Bowie selbst rechnete 1976 in einem Interview mit der ihm bereits überdrüssig gewordenen Kunstfigur ab: "Ich bin sogar selber auf Ziggy hereingefallen, es war kinderleicht, von dem Burschen besessen zu werden.“ Man kann darin einen frühen und später oft demonstrierten Beweis dafür sehen, dass Bowie die Fortsetzung von Traditionen ähnlich schätzte, wie der Astronaut ein Leck im Sauerstofftank seines Raumanzugs. Die programmatische Unberechenbarkeit neuer Werke war ihm immer wichtig und angesichts der Glitter-Optik der Ziggy Figur wird ihm das künstlerische Weiterziehen und die Neuerfindung trotz des Erfolges nicht allzu schwer gefallen sein.

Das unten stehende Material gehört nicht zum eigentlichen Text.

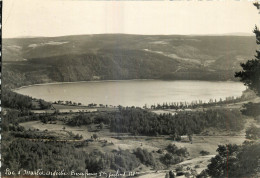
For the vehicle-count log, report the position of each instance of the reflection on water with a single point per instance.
(134, 92)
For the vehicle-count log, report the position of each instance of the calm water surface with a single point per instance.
(134, 92)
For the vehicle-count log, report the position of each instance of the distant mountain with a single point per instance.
(120, 56)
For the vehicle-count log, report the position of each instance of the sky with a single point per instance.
(24, 18)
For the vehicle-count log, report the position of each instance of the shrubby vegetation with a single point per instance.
(175, 155)
(253, 132)
(25, 154)
(234, 161)
(141, 122)
(251, 109)
(14, 100)
(145, 157)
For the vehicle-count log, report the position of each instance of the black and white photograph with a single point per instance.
(114, 89)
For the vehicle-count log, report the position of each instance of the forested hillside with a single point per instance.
(118, 56)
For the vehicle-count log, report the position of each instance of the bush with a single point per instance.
(204, 153)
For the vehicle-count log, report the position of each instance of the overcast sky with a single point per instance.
(70, 17)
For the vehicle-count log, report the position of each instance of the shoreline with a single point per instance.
(97, 81)
(83, 81)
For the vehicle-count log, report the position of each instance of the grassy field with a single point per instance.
(108, 141)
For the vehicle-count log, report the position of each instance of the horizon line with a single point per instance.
(213, 34)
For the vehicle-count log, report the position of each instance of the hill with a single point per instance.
(120, 56)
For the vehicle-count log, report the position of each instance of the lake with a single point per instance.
(134, 92)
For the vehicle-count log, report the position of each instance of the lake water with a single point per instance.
(134, 92)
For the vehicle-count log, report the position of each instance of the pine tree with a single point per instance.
(250, 75)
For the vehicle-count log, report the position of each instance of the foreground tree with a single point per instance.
(250, 75)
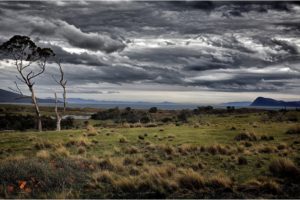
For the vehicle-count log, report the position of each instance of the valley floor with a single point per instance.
(233, 156)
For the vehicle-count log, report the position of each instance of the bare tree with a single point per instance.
(24, 52)
(62, 82)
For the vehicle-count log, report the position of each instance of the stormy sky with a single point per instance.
(183, 51)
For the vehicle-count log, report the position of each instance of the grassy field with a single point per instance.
(211, 156)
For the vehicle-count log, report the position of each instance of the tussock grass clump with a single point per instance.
(284, 167)
(150, 125)
(103, 177)
(131, 150)
(220, 181)
(128, 161)
(168, 149)
(41, 177)
(261, 186)
(62, 151)
(106, 164)
(43, 154)
(246, 136)
(266, 149)
(217, 149)
(282, 146)
(81, 150)
(266, 138)
(242, 160)
(81, 141)
(91, 130)
(189, 179)
(43, 144)
(294, 130)
(141, 137)
(123, 139)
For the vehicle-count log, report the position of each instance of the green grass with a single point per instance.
(213, 130)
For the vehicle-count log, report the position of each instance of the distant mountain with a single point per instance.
(237, 104)
(11, 97)
(262, 101)
(92, 101)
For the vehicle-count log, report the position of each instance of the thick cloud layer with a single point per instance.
(219, 46)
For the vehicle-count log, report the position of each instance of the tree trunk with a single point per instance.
(37, 110)
(58, 117)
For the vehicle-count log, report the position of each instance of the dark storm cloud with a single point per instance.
(188, 43)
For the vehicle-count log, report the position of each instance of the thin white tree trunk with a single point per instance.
(37, 110)
(58, 117)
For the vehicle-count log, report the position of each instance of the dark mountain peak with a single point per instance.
(11, 97)
(262, 101)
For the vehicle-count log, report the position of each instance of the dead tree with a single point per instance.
(62, 82)
(24, 52)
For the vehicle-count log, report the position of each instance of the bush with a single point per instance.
(246, 136)
(189, 179)
(284, 168)
(41, 176)
(294, 130)
(153, 110)
(242, 160)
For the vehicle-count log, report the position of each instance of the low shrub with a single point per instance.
(294, 130)
(283, 167)
(189, 179)
(246, 136)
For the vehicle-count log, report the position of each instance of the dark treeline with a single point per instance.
(25, 122)
(130, 115)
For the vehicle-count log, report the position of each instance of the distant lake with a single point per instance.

Verglichen mit der heute zumeist als unangenehm opulent empfundenen grellbunten Kleidung in Schnitt und Farbe, der vermutlich großteils im Drogennebel erdachten und umgesetzten Frisuren, der Gesichter, die als Spachtelfläche für Kajal und Make-up Experimente aller Art ihre Konturen einbüßten hat die Musik die Zeit aber recht gut und fast zur Gänze unbeschadet überdauert.
Seht also hin auf Ziggys Sterne, die meisten strahlen so hell wie eh und jeh und wollen beständig rotieren im Orbit eurer Plattendecks!

*(wer in diesem Kontext gerne das Wort ‚Chamäleon‘ vorgefunden hätte verkennt die Vielschichtigkeit der Prozesse)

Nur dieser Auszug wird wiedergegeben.